In this study, Robertson’s fleet dispersion coefficient under different proportions of non-motorized vehicles was calibrated by using the actual traffic data collected in the field, and the fleet dispersion model in the mixed environment was established. In the selected survey sites in this paper, Zitai Road in Kunming has good characteristics of mixed traffic and non-motorized vehicle traffic. The results show that the calibrated discrete fleet model is reliable, and the proposed method can also be applied to other signal intersections with similar conditions. This study summarizes the following conclusions.

Firstly, the proportion of non-motorized vehicles at signalized intersections has a significant impact on the coefficients of Robertson’s platoon dispersion model. The relationship between the proportion of non-motorized vehicles and the platoon dispersion coefficient can be expressed by polynomial formulas. When the proportion of non-motor vehicles increased from 33.33 to 66.70%,(alpha) will continue to increase, but when the proportion is close to 50%, it will begin to decrease; the trend of (beta) is inversely proportional to (alpha), first decreasing, but when the ratio is close to 50%, it gradually begins to increase; as a smoothing coefficient, the change trend of (F) is similar to (beta).

Secondly, the calibration values of (alpha),(beta) and (F) are also different from the default values recommended in the TRANSYT user guide. Th calibration value (alpha) is greater than the default value of 0.25, fluctuating between 0.25 and 0.4. The calibration value (beta) is generally less than the default value of 0.8, fluctuating between 0.7 and 0.8.

Finally, the proposed calibration method can effectively improve the accuracy of the fleet discrete model. Compared with the Robertson model, the prediction error of the proposed model is reduced by 5.89%, which is essential for the optimization of traffic signal control.
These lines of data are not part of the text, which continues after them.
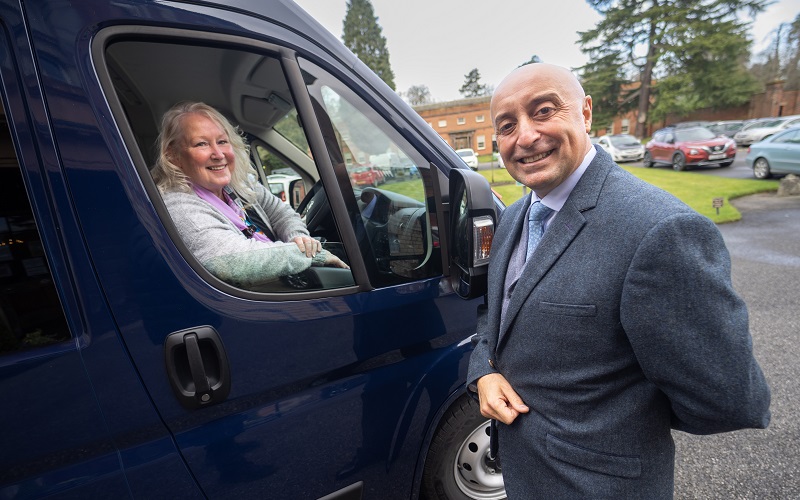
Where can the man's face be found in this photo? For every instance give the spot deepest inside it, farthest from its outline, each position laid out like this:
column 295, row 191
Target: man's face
column 541, row 118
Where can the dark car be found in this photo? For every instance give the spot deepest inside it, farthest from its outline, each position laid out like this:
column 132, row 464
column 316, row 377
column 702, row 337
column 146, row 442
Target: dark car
column 777, row 154
column 727, row 128
column 686, row 147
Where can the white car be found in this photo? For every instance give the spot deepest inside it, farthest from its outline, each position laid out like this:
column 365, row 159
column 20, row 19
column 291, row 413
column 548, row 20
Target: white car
column 469, row 157
column 279, row 185
column 762, row 130
column 622, row 147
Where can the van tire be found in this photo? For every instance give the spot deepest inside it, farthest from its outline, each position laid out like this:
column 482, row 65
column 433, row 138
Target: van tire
column 463, row 433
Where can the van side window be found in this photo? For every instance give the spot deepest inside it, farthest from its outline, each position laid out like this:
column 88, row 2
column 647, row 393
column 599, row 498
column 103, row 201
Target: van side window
column 250, row 89
column 390, row 181
column 30, row 311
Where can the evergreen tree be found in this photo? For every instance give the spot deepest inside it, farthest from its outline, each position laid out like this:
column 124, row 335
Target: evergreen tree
column 695, row 49
column 418, row 95
column 472, row 86
column 792, row 68
column 364, row 37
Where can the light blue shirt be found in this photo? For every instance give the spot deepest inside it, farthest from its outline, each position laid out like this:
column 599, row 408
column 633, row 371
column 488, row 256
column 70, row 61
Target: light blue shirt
column 556, row 198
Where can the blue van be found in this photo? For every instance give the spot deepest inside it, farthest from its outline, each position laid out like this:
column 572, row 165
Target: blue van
column 127, row 369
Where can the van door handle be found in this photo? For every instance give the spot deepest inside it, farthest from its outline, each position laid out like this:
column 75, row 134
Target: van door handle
column 197, row 367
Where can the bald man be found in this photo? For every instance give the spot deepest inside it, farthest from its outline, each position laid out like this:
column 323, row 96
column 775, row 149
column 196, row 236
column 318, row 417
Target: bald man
column 622, row 323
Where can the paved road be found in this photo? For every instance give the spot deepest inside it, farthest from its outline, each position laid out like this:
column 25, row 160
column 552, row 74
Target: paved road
column 758, row 464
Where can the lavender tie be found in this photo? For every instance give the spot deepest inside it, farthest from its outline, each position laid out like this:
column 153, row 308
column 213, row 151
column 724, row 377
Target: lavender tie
column 536, row 218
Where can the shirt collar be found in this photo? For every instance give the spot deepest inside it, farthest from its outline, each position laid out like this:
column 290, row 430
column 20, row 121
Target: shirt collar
column 556, row 198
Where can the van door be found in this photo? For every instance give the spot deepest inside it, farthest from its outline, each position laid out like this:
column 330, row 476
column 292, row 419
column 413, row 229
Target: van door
column 75, row 419
column 293, row 388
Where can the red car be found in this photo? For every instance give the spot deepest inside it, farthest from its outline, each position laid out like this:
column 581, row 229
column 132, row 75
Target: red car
column 686, row 147
column 366, row 176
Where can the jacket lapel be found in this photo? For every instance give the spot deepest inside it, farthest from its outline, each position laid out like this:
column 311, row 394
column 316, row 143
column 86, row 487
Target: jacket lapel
column 565, row 227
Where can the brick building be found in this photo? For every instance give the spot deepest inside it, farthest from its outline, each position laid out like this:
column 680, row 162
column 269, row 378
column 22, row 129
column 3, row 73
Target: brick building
column 466, row 123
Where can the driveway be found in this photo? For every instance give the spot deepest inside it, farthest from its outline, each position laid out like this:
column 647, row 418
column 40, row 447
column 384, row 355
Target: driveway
column 756, row 464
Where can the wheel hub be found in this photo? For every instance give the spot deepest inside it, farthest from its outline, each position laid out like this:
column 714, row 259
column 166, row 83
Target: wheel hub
column 477, row 475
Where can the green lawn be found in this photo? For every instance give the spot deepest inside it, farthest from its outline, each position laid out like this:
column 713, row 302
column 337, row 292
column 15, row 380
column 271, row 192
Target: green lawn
column 696, row 190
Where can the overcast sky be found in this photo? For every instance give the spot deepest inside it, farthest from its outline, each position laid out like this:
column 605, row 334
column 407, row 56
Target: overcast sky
column 438, row 42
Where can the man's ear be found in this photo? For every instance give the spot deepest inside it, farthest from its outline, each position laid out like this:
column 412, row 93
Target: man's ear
column 587, row 113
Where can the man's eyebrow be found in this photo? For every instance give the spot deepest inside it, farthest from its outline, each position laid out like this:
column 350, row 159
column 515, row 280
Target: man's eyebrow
column 549, row 97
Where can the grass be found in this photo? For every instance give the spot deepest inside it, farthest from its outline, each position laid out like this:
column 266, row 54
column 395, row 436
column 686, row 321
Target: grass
column 696, row 190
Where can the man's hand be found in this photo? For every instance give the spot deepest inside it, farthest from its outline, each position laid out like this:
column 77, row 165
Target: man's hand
column 498, row 400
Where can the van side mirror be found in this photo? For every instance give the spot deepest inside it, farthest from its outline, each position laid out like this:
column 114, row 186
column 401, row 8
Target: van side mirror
column 297, row 191
column 472, row 222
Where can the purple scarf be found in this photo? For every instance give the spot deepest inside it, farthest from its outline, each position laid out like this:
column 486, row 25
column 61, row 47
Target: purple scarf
column 230, row 209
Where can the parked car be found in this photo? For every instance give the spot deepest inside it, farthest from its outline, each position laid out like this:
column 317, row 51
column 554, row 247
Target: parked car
column 281, row 186
column 499, row 159
column 469, row 157
column 777, row 154
column 622, row 147
column 728, row 128
column 686, row 147
column 128, row 369
column 692, row 124
column 366, row 175
column 764, row 129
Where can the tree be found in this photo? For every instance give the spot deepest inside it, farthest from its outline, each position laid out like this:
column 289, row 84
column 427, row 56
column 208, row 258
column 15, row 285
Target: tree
column 472, row 86
column 792, row 68
column 364, row 37
column 699, row 46
column 781, row 61
column 418, row 95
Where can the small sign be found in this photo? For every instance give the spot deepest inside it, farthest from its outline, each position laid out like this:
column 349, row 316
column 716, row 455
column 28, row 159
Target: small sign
column 717, row 203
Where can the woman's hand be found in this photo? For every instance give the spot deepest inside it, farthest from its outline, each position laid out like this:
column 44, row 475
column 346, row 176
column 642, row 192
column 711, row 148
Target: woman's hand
column 308, row 245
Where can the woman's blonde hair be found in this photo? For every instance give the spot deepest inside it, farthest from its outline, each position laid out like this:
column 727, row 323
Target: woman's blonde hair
column 169, row 176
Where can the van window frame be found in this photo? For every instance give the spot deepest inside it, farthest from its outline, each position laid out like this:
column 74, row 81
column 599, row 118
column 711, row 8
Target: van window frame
column 287, row 59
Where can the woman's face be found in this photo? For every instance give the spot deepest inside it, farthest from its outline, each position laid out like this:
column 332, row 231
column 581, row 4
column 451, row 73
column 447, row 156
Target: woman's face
column 205, row 154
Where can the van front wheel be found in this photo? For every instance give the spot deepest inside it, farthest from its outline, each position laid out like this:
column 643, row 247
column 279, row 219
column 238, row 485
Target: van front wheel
column 457, row 466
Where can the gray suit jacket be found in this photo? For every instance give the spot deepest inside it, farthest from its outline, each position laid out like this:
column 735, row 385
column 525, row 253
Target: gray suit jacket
column 623, row 325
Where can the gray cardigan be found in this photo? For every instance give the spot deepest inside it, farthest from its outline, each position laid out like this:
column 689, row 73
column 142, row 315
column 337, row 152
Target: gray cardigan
column 227, row 253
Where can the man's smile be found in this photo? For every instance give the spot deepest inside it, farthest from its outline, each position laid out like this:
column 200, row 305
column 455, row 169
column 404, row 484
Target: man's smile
column 540, row 156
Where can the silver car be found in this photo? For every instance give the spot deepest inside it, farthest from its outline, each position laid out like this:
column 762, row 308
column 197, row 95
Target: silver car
column 622, row 147
column 762, row 130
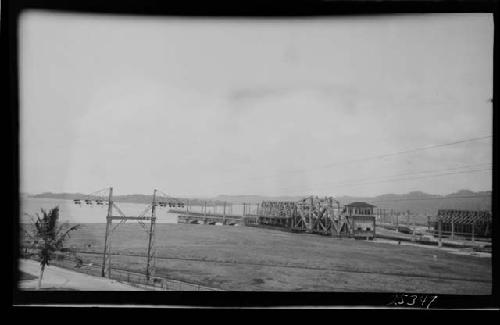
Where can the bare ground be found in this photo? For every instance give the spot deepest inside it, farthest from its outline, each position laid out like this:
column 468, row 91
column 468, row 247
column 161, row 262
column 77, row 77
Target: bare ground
column 247, row 258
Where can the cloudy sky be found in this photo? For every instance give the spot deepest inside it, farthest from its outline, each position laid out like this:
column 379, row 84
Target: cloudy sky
column 201, row 107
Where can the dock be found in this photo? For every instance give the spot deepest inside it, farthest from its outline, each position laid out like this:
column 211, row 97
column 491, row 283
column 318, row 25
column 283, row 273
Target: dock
column 208, row 218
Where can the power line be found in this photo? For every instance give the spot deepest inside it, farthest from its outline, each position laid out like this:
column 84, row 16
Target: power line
column 433, row 198
column 371, row 157
column 413, row 173
column 402, row 179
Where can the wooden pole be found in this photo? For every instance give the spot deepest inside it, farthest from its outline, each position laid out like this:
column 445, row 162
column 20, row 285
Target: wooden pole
column 224, row 214
column 151, row 237
column 473, row 224
column 439, row 230
column 106, row 235
column 414, row 228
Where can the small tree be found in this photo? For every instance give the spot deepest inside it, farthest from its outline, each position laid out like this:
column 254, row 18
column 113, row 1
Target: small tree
column 49, row 236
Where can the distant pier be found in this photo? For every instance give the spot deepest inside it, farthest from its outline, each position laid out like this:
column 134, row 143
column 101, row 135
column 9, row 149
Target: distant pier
column 208, row 218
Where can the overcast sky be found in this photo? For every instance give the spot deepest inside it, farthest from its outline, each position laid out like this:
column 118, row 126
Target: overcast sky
column 201, row 107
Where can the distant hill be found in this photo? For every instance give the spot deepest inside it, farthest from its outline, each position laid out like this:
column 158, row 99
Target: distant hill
column 417, row 202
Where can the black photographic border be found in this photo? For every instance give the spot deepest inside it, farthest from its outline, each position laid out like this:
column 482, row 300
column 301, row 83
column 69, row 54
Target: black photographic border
column 11, row 11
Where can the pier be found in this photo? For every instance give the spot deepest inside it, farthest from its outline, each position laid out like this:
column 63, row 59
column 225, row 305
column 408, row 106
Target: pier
column 208, row 218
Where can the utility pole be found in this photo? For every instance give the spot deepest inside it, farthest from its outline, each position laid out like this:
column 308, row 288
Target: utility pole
column 151, row 238
column 224, row 213
column 106, row 236
column 440, row 227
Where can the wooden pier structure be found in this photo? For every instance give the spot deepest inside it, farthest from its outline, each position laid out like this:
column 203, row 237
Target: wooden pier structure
column 208, row 218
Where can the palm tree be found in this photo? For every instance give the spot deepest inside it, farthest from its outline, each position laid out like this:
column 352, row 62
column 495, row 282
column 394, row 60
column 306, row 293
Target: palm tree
column 49, row 236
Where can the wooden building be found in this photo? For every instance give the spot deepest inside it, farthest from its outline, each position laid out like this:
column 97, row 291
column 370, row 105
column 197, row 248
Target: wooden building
column 463, row 223
column 362, row 219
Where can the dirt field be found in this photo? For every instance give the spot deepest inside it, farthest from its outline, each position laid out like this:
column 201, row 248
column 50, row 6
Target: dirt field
column 246, row 258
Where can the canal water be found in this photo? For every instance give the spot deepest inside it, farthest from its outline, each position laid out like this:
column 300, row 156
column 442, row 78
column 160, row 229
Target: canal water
column 73, row 213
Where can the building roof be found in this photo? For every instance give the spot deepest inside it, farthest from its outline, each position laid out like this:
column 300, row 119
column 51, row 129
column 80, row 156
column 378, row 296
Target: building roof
column 360, row 205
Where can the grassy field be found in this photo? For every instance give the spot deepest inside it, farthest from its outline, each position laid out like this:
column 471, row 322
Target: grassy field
column 247, row 258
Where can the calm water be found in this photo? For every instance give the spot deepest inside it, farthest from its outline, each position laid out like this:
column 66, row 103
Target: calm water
column 70, row 212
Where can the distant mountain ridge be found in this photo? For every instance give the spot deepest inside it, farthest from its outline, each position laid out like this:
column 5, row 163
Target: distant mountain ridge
column 416, row 201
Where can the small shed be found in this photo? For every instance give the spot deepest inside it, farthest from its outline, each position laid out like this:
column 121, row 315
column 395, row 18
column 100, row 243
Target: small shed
column 360, row 215
column 359, row 208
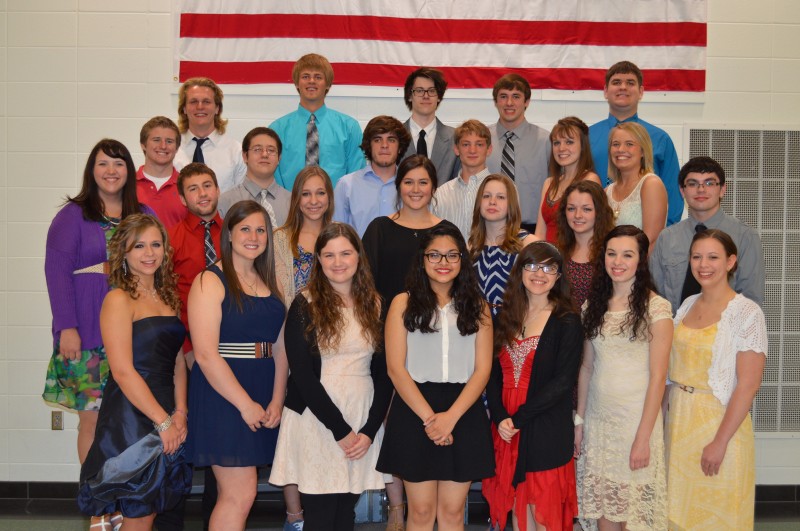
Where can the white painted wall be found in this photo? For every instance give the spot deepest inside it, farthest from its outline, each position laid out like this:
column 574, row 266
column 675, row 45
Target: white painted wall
column 73, row 71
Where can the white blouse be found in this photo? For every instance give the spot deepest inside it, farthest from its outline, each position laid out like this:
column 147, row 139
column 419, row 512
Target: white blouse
column 444, row 356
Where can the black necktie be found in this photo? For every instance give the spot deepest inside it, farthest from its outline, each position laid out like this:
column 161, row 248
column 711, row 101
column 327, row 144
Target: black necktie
column 312, row 142
column 690, row 284
column 208, row 246
column 198, row 150
column 422, row 146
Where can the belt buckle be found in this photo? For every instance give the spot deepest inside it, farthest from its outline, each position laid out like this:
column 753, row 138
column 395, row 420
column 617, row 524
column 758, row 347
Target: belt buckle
column 263, row 350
Since this paper focuses on the field data collected in Kunming, the research has certain limitations. The influence of other traffic conditions, the relationship between the parameters of the fleet discrete model and traffic conditions, and the application of the fleet discrete model in signal timing planning can be considered. Therefore, further research can consider other factors, such as the study of different lane number, lane width and road length of the non-hybrid fleet discrete model. In addition, on the basis of the improved discrete vehicle fleet model, future research can also optimize the signal timing to reduce the delay caused by the queue length and vehicle-bicycle conflicts at the intersection, so that the model can better serve road traffic in developing countries.